7. Think a lot, read a lot, and cry as needed - This particular link should be open in your browser at all times and read multiple times: *DO YOU LOVE TO BE NEEDED, OR NEED TO BE LOVED?*

8. Find your social worth by socializing with as many people as possible (females work better). Spend time with friends, but don't just settle for your circle of friends. This is the best time to make new ones and feel attractive/attracted. You're not looking for sex or a relationship. You're looking for natural human attraction between you and others.

9. Do whatever it takes to go on a trip that involves a long flight, preferably to a country where English or your first language is not spoken

10. Start living an 'overly' fun life without feeling any guilt. This is the hardest task ahead. It's important to wash the guilt out of yourself once you have realized where it originates from via all the reading and counseling you've done.


----------



## GreenShed (Aug 4, 2013)

I look forward to going through that list and I will, religiously. Thankyou.


My main thoughts are, having to swallow my pride and live in a cheap ****ty dump. The family stays in the family home.

Thoughts of the remaining family carrying on regardless in their family home while I'm cooking corned beef hash in my dump. Lol

The kids seeing me in a ****ty dump!

Must swallow my pride and not let imagination run wild.

Thanks again. I will reciprocate this support when I'm in a better place


----------



## synthetic (Jan 5, 2012)

Your pride should get disconnected from your location and condition of living. There's a more important aspect of your personality at risk here. You guessed it: Individuality.

What you're having difficulty with is called 'codependency'. Do a search on the word and understand where the mindf*** stems from. 

The truth is, the family will not be able to carry on living as before. Things will change. There's bound to be an equilibrium for all of you. Time will ensure it happens.

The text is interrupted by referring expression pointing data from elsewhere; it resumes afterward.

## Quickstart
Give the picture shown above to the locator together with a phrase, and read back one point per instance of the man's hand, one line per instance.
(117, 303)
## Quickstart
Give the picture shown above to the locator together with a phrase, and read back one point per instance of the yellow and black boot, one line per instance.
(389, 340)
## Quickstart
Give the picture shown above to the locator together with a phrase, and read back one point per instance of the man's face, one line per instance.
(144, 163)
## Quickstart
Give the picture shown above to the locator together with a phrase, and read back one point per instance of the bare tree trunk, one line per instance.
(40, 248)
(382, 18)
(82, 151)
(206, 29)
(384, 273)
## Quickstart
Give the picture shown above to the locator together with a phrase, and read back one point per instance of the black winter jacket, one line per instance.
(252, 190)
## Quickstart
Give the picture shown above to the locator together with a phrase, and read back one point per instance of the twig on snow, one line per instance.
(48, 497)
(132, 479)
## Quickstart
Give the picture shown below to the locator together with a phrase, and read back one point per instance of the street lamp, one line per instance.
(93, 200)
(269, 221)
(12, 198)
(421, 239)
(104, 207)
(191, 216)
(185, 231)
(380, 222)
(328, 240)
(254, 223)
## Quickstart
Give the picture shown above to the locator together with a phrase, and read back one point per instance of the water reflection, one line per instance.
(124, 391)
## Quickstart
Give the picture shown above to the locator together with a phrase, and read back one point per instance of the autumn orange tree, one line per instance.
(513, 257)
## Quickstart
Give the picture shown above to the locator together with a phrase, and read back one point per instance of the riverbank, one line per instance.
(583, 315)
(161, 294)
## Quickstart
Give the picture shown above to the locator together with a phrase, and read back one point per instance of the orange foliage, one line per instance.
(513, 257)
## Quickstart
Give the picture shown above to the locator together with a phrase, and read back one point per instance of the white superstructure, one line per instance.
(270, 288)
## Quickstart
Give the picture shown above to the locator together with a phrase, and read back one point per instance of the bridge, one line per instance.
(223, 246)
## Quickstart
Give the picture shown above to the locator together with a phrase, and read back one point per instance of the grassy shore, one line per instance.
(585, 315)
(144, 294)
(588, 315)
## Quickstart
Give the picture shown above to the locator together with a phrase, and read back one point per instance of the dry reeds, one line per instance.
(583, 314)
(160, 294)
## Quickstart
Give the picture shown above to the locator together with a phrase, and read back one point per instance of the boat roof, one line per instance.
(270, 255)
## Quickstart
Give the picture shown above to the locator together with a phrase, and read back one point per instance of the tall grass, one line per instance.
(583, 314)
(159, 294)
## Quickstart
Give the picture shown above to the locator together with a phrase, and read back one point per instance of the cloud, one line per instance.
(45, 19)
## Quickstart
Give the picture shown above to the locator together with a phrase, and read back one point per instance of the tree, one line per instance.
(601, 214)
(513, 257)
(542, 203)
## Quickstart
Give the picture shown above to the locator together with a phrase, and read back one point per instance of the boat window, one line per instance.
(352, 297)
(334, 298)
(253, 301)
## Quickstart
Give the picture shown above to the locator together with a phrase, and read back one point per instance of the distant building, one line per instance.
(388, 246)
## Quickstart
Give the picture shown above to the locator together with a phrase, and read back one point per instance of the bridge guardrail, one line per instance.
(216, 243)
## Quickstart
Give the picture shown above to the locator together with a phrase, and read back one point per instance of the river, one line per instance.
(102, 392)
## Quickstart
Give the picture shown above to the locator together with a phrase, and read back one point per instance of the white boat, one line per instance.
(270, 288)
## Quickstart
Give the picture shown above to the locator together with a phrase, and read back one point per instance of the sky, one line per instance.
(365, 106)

As for your wife's opinion on you (based on what you read in her messages), don't try to understand it. Don't try to own it. Don't feel obligated to agree or disagree with her perception of you. It's useless and very insignificant in the long run.


----------



## EleGirl (Dec 3, 2011)

You are still married and in the same home. Divorce has not been filed. You are supporting her. Of course it’s your business if she is seeing someone. If I were you I’d investigate and find out who this guy is. Is he a married man? This could be an affair that started before she asked for the separation. It could be the reason for the separation.

You are not being harsh. Yes, if she asked for a separation then you should organize your finances as quickly as possible.

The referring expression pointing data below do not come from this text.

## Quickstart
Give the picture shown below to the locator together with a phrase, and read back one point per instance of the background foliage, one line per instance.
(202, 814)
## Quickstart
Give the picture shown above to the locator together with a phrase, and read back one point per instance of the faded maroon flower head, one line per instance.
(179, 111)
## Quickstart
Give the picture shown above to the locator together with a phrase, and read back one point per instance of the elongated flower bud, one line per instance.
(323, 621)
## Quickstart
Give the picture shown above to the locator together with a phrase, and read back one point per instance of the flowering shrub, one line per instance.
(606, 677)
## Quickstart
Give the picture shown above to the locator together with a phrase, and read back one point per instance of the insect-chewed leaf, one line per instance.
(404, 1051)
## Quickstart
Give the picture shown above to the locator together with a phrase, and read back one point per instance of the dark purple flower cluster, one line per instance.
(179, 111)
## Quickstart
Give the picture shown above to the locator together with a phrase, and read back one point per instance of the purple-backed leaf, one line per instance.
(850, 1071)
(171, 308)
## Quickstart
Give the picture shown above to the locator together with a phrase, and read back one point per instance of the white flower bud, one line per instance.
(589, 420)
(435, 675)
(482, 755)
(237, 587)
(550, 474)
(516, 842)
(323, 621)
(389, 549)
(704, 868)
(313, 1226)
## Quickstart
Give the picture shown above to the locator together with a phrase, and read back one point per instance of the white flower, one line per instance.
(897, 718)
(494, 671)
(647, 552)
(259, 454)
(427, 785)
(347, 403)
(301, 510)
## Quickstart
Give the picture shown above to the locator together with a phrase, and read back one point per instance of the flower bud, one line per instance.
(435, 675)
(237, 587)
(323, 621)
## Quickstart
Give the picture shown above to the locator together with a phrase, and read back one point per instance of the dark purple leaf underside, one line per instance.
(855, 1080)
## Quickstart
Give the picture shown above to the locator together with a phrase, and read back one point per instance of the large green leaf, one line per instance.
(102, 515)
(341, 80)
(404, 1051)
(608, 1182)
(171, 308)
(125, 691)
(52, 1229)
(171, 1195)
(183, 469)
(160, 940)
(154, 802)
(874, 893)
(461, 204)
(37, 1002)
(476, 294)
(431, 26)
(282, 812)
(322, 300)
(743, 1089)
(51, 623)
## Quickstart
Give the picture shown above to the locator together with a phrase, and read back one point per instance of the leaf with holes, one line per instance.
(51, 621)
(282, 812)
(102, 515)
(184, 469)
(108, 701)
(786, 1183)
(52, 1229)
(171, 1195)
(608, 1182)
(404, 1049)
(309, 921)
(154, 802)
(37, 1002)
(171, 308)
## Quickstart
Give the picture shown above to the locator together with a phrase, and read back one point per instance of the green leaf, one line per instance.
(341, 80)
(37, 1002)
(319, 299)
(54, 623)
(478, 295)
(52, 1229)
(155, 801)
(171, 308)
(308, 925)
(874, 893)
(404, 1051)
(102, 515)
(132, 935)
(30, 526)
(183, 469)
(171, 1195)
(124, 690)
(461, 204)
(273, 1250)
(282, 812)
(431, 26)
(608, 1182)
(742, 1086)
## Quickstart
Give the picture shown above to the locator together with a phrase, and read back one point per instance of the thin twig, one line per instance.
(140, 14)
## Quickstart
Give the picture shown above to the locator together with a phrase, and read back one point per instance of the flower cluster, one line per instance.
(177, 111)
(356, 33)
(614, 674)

Have your pay go to an account in your name only. 

See a lawyer about how much support you will be required to give her during the divorce process and after divorce. Do not give her anything more than is required. What can happen is that if you do more than is required, she can argue to the court that you set a status quo and she deserves that.

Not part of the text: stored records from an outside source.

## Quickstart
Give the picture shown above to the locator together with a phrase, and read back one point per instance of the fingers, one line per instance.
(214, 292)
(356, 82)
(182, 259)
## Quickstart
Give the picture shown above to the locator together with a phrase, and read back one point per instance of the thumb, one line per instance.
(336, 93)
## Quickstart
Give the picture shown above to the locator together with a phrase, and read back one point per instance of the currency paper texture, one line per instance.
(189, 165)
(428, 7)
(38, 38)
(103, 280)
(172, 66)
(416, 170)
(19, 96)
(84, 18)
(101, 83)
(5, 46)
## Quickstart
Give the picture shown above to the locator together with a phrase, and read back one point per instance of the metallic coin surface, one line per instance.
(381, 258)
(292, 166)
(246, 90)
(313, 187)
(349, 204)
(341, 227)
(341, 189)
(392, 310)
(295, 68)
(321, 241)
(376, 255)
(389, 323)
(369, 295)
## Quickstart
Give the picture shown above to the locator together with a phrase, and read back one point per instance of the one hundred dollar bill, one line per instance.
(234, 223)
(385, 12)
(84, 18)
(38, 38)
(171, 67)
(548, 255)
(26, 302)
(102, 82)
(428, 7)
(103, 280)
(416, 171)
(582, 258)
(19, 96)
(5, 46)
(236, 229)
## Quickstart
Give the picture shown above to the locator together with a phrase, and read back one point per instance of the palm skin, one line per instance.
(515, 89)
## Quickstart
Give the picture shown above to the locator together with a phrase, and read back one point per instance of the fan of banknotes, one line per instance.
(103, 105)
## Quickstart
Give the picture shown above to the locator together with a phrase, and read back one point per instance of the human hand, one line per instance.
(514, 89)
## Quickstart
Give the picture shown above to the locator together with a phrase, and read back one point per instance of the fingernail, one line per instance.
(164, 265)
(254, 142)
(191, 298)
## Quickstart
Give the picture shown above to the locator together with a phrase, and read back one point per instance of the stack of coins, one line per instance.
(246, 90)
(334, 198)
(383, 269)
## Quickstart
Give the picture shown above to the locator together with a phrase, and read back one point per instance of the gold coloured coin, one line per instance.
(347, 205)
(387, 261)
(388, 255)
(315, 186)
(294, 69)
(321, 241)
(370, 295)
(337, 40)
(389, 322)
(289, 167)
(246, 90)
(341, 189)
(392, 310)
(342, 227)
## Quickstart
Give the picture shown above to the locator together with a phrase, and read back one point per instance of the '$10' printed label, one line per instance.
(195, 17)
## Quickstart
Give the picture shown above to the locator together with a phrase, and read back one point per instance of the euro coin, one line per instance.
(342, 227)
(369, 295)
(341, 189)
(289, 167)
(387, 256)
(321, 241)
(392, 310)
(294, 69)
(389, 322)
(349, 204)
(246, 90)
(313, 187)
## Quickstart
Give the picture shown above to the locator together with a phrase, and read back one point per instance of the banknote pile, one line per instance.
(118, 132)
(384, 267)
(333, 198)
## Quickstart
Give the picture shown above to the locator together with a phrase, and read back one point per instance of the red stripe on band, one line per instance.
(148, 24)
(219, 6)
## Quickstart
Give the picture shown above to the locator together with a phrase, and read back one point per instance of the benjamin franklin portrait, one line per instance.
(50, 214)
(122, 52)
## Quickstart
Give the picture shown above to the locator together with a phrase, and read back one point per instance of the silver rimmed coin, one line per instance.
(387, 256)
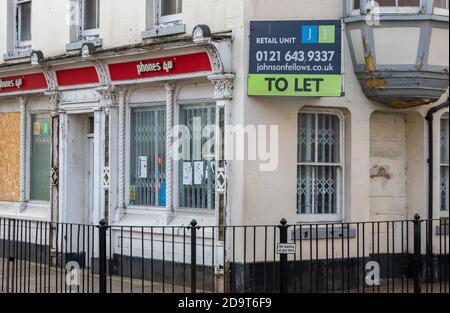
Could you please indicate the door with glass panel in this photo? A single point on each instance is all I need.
(148, 157)
(196, 169)
(40, 157)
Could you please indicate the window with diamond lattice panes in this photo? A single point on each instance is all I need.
(148, 157)
(197, 167)
(40, 157)
(444, 164)
(319, 164)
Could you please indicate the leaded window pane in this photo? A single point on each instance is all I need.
(319, 169)
(307, 138)
(148, 157)
(40, 157)
(317, 189)
(328, 138)
(196, 168)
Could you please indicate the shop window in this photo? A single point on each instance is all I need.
(396, 6)
(23, 23)
(319, 165)
(444, 164)
(90, 16)
(196, 168)
(148, 157)
(40, 153)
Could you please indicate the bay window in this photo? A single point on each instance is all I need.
(148, 157)
(319, 166)
(169, 10)
(40, 153)
(444, 164)
(196, 168)
(23, 23)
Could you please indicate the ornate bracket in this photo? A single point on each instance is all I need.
(102, 72)
(49, 77)
(223, 86)
(108, 96)
(54, 98)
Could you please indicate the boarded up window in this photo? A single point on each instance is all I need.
(9, 156)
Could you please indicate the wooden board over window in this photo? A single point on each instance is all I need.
(9, 156)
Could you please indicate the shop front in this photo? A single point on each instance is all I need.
(97, 136)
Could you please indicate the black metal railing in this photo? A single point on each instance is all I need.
(406, 256)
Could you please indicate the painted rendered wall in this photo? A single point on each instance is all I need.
(120, 24)
(281, 184)
(387, 165)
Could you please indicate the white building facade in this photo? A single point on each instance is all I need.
(91, 89)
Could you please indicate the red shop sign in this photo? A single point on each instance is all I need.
(77, 76)
(176, 65)
(23, 83)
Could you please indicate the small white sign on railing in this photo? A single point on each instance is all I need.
(286, 248)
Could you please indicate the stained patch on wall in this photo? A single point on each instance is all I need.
(9, 156)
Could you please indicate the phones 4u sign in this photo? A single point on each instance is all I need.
(296, 58)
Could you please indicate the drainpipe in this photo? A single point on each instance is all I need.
(429, 117)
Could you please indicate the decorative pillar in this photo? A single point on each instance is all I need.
(23, 157)
(101, 153)
(121, 160)
(54, 171)
(54, 174)
(223, 94)
(170, 92)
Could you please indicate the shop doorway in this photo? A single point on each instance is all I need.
(80, 169)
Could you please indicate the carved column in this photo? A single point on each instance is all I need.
(223, 94)
(101, 153)
(121, 160)
(23, 157)
(170, 90)
(54, 171)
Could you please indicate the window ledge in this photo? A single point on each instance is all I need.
(76, 45)
(308, 233)
(164, 31)
(17, 54)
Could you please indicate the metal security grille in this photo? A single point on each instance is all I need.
(444, 164)
(319, 163)
(148, 157)
(196, 169)
(40, 157)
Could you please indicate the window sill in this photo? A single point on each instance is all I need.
(164, 31)
(76, 45)
(19, 53)
(320, 232)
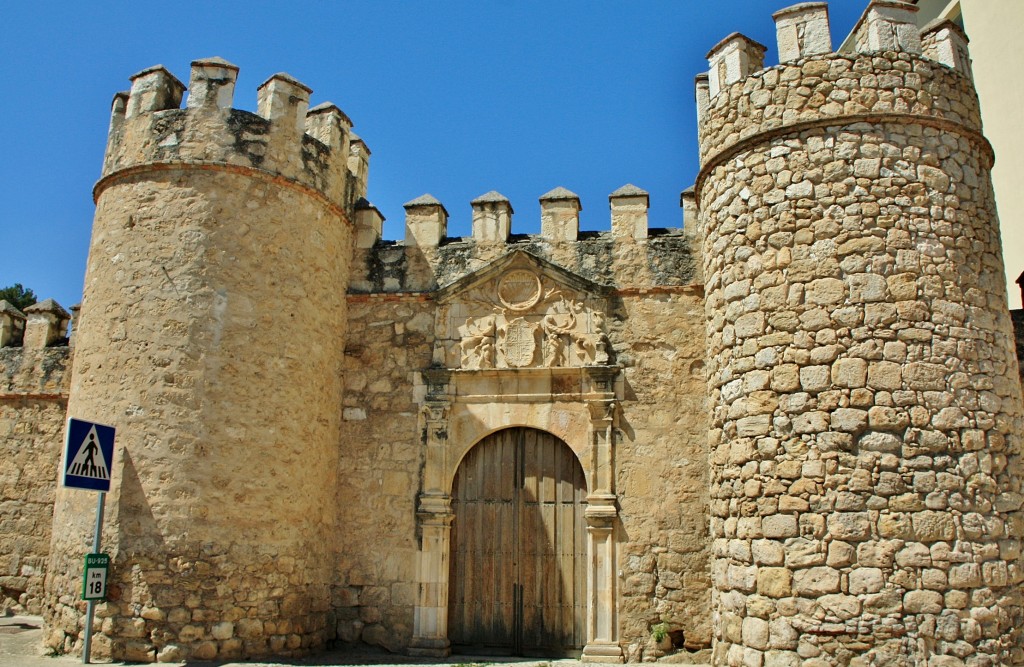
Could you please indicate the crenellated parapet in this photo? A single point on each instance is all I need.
(631, 253)
(285, 140)
(893, 70)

She is not facing the reality. The reality is that she has to get a real job to support herself. Now is the time for her to do it, not after the divorce. You should have 50/50 custody with your child. So primary care giver is another thing that your wife will lose.
From the sounds of it, unless you are willing to support her the way you did during your marriage, for the rest of her life, money will come between you. I doubt that you can support her in this manner since you will have to support yourself, take care of your child half the time, and have a life… she needs to make adjustments to her expectations.

How long have the of you been married?


----------



## VFW (Oct 24, 2012)

Emotions will be all over the place in the short run, don't put must trust in them as they will change more than the weather. You are actually correct that you must be business like. I don't know about your friends, but mine do not act the way she acts. She is your daughters mother and deserves respect for that fact, but otherwise you need to look at it as business.

Firstly separate finances, you need to control your money before you get fleeced. Don't bother telling me she wouldn't ever.....I have seen it done too many times. Consult with an attorney, the law usually has a formula for what you should pay, that is what you should pay. Also the house is an object, a home is where your family lives. Your future family is you and your daughter .... period. 

Secondly, your daughter needs to be your major concern. While you don't have a financial commitment for your step-daughter, I encourage you to treat her with the same love and respect that you always have in the past. As long as your STBXW allows you to have the girls together, do so. I encourage you to start doing things with just the girls as a transition starting now. 

Thirdly, only engage wife as necessary, you are no longer an emotional crutch. You need to consider exercise, it will help with stress and make a healthier you. Look to spend time doing hobbies you enjoy or look to start one. Something that you and the girls can do together is a nice bonus.


----------



## GreenShed (Aug 4, 2013)

My eldest (step) suggested I love into her small room and she sleeps with her sister for a while. I was a great idea and she really wanted to help which was nice.

So now I have a little private den for the short term while I find something else, instead of wandering around the house like a lost dog. 

I have also been going through your list Synthetic which is extremely useful and a source of truth which i can latch onto - and is already taking affect on my feelings. 

In short i'm having a calm evening 

@Elegirl we have been married for about five years and together all in all for about nine. I have known her daughter since birth and we are really close. Neither of us would consider not seeing the other, and nor would the mother 

The other guy ? Not a personal friend but I know him. Her brother's best mate. They've fancied each other since they were kids as far as i know. I havent been able to fulfill her sexually for months and months (ive since learnt certain resentments have got in the way of my attraction for her). So you could say she was really thirsty for some water.

Not that i'm trying to make excuses. I have let go of the anger for now (and i need to persuade my sister to do the same). I've already made peace with it, if only to continue a mutual, functional parenting relationship with her.

Emotionally, today has been like a box of hot frogs. The kids have now been told, we cried, we laughed, and i've made inner peace with the wife.

Now I am sitting in my den, trying to find my individuality


----------



## EleGirl (Dec 3, 2011)

If you could turn this around and rebuild a strong marriage with her, would you want to do it?


----------



## GreenShed (Aug 4, 2013)

For myself, no I wouldn't.


To make people feel better (my kids, my mum and dad etc) I feel like I would want to. But that's just the easy way out.


We are not in love with each other.


----------